EXCLUSIVE: Here is the first trailer for the Ramin Bahrani-directed adaptation of The White Tiger, an adaptation of the Aravind Adiga novel that won the Man Booker Prize in 2008. Netflix will release the film theatrically in December and make an awards push as it releases globally in January.
His early efforts Man Push Cart and Chop Shop and later films like 99 Homes have leaned in on class conflict and the haves and have nots, and that theme plays strong in India and its caste system traditions that still linger despite reforms and an economic trajectory. The novel focused on a master and servant class the latter has little hope of rising above. It seems destiny that Bahrani was the one to adapt and direct this novel, since the author dedicated it to him 12 years ago. Pic stars newcomer Adarsh Gourav as a bright youth who learns to play the system to rise as high as a servant class member can, Bollywood star Rajkummar Rao plays the pampered son of a wealthy businessman whom the youth drives and waits on, and Priyanka Chopra Jonas plays the son’s wife, who grew up in America and has little regard for class tradition and subservience.
“Aravind and I went to college together at Columbia University and for 20 years he has been one of my closest friends,” Bahrani told Deadline. “When I made my first film, Man Push Cart, he was a journalist and it gave him the push to go back to India and get his first novel done.

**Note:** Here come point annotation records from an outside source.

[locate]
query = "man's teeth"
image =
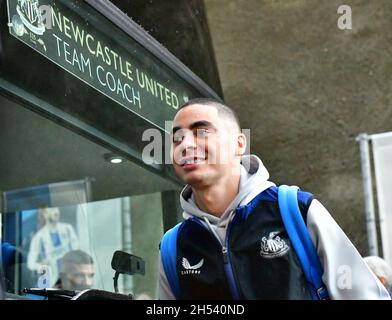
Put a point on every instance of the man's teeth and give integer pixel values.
(192, 161)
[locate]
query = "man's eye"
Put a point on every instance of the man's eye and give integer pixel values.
(178, 138)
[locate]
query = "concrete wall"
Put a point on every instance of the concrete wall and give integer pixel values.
(306, 89)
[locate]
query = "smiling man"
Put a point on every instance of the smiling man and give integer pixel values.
(233, 243)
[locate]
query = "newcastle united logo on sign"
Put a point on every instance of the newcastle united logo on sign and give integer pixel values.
(29, 13)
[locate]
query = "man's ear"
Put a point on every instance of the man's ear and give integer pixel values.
(241, 144)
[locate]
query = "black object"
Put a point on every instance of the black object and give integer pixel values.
(126, 263)
(93, 294)
(51, 293)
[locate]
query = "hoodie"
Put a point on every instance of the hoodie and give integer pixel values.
(346, 275)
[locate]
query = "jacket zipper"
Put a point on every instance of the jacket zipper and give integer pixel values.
(226, 261)
(228, 267)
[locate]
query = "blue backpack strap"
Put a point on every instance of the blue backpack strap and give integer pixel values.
(169, 259)
(302, 243)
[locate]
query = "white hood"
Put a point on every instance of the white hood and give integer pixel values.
(253, 180)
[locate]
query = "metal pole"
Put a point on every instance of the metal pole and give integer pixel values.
(363, 140)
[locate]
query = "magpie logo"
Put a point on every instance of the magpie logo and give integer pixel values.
(189, 269)
(30, 15)
(273, 246)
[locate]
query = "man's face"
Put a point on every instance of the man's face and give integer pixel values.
(78, 277)
(204, 145)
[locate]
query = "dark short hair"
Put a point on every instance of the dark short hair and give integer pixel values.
(223, 109)
(76, 257)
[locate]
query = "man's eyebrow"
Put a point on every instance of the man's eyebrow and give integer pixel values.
(195, 125)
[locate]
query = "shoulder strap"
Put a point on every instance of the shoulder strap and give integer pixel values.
(169, 259)
(302, 243)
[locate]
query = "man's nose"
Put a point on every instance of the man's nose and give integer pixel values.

He sent me rough drafts of The White Tiger and I thought, he is such a great writer of characters and such a great thinker. He is dealing with heavy issues, but he made it so funny and entertaining, the character recounting his story in first person narration in a letter to this Chinese premier on his way to India to learn what it means to be an entrepreneur. It totally destabilizes the white Western world; Aravind so smartly predicted where things were headed.”

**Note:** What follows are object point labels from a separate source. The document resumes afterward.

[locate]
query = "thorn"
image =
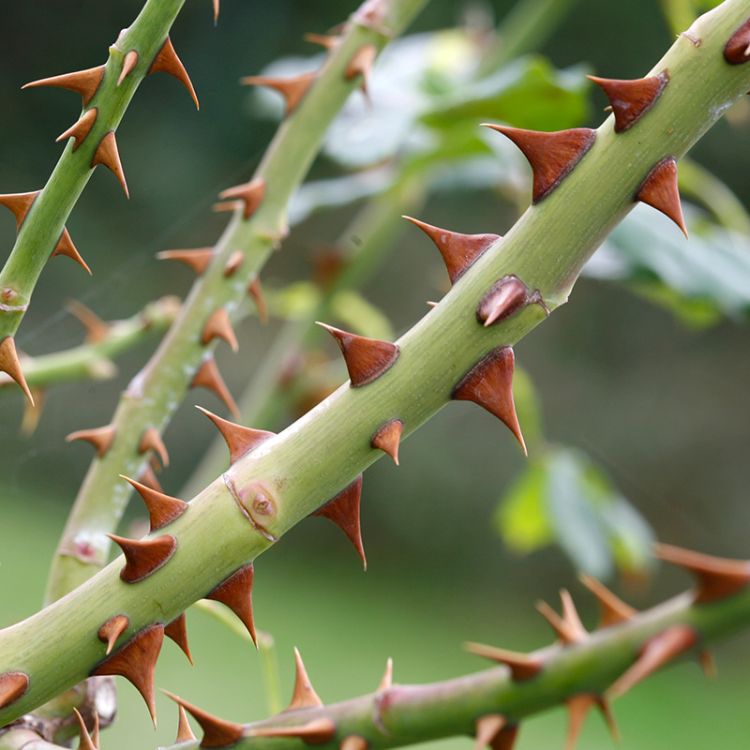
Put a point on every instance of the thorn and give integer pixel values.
(128, 65)
(366, 359)
(162, 509)
(112, 630)
(255, 290)
(522, 666)
(236, 592)
(10, 364)
(209, 377)
(292, 89)
(717, 577)
(344, 511)
(167, 61)
(631, 99)
(661, 191)
(613, 609)
(177, 632)
(144, 557)
(136, 662)
(490, 385)
(249, 193)
(388, 437)
(198, 260)
(107, 154)
(239, 439)
(80, 129)
(13, 685)
(552, 156)
(656, 653)
(96, 329)
(83, 82)
(216, 732)
(459, 251)
(151, 440)
(100, 437)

Though a huge global seller for a first novel with 4 million sales and perhaps twice that many in counterfeit copies read by the servant class that Bahrani saw on streets in India while shooting the movie, right next to perennially counterfeited titles like Joy of Sex and Harry Potter, the book was controversial and it took years for the author to suggest to Bahrani that the time was right. They convinced India-based producer and rights holder Mukul Deora, and then Netflix. “I waited 15 years to make this movie,” Bahrani said.
Supporters included exec producers Ava DuVernay and Chopra Jonas, the latter of whom lent her star power. “Priyanka contacted me after reading Aravind’s book and advocated to be part of it,” Bahrani said. “She loved its strong social themes and had been helping a lot of female filmmakers there trying to tell stories about something. And she had to act in the movie and was willing to do an audition for me and she nailed it. You’re going to see a performance from her that nobody in the western world has seen from her. In over in India she’s a great actor, but here, what she has done is a revelation.”

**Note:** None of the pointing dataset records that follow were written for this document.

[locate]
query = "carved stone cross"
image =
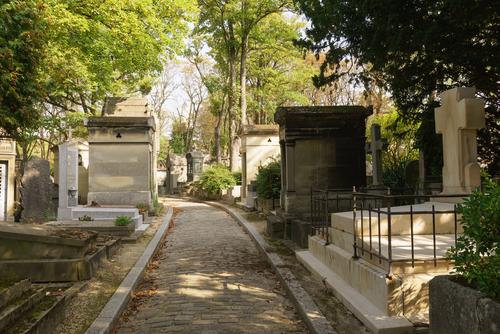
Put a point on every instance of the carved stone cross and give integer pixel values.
(375, 147)
(458, 119)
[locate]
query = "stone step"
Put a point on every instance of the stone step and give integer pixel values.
(17, 308)
(14, 291)
(404, 292)
(104, 213)
(400, 223)
(372, 317)
(42, 318)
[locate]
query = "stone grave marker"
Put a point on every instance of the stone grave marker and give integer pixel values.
(194, 166)
(412, 174)
(68, 179)
(36, 191)
(458, 119)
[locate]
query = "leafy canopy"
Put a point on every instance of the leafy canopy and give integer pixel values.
(416, 49)
(21, 47)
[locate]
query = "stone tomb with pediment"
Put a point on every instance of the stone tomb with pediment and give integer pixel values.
(380, 258)
(321, 148)
(122, 154)
(259, 145)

Bahrani said he shot with an India crew in New Delhi, Bangalore, Dhanbad and Agra, but when he showed part of the film to his parents, his father who grew up in Iran told them it was like watching his own childhood with no running water and plumbing, and if you had to get around it was by donkey. While India’s backdrops are unique, Bahrani said the have and have-not theme is as relevant in America or most anywhere else in the world.
“It’s pretty startling when you see the film, which is about castes and class inequality, and say, wow, this feels a lot like America or anywhere else in the world right now,” Bahrani said. “Aravind found the perfect central metaphor, the rooster coop that the servant class won’t venture beyond, and this bright young man who feels trapped and doesn’t have the opportunity for an education, doesn’t have health care or anything, but is willing to do anything to break free and achieve something. Seeing the journey of someone who feels that trapped and will do anything to break free is something we can relate to maybe now more than ever in the tragic age of COVID.”